A Kenyan nurse found herself being shunned and harassed after she prepared a patient for a Covid-19 test while she was on a nightshift.
Eunice Mwabili says the case was handled professionally - she wore personal protective equipment while dealing with the man, who was placed in an isolation room at the hospital.
By the next morning, her friends and neighbors in the capital, Nairobi, had begun to avoid her, fearing she had become infected with coronavirus.
It is unclear who leaked the information that she had organised to have the patient tested - but both her name and number were leaked on social media.
The patient ended up being negative, but that news never filtered out - the damage was done.
She began to receive phone calls from strangers - some wanting to know where she worked - and anxious friends wanting to find out her status.
"Out there it was like I was already a COVID suspect. It really affected me. The story was even on the media.
One neighbour shouted to her: "I hear you are the one catching coronavirus patients."
An acquaintance told her husband that she really pitied him "because of what has happened to your wife".
"Do you imagine, up to today that lady friend has never bothered to call me to find out how I'm doing after that incident," she said.

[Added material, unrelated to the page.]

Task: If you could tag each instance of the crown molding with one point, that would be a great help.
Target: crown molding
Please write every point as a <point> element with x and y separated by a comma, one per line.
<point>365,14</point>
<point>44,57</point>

She is not the only Kenyan who has faced coronavirus-linked stigma.
Even some of those who have recovered have found it hard to be accepted back into their communities.
Recently Health Minister Mutahi Kagwe spoke about someone who had fully recovered but was not allowed to re-join their local choir.
The ministry says others have found that after leaving hospital even their families have been stigmatised.
Fifteen more people, including a Rwandese, have tested positive for coronavirus raising the total number of infections in the country to 715.
Kenya has so far registered 36 COVID-19 deaths even as scientists in the country and around the world race against time to find a cure for the disease that has left 286,000 dead and over 4 million others infected.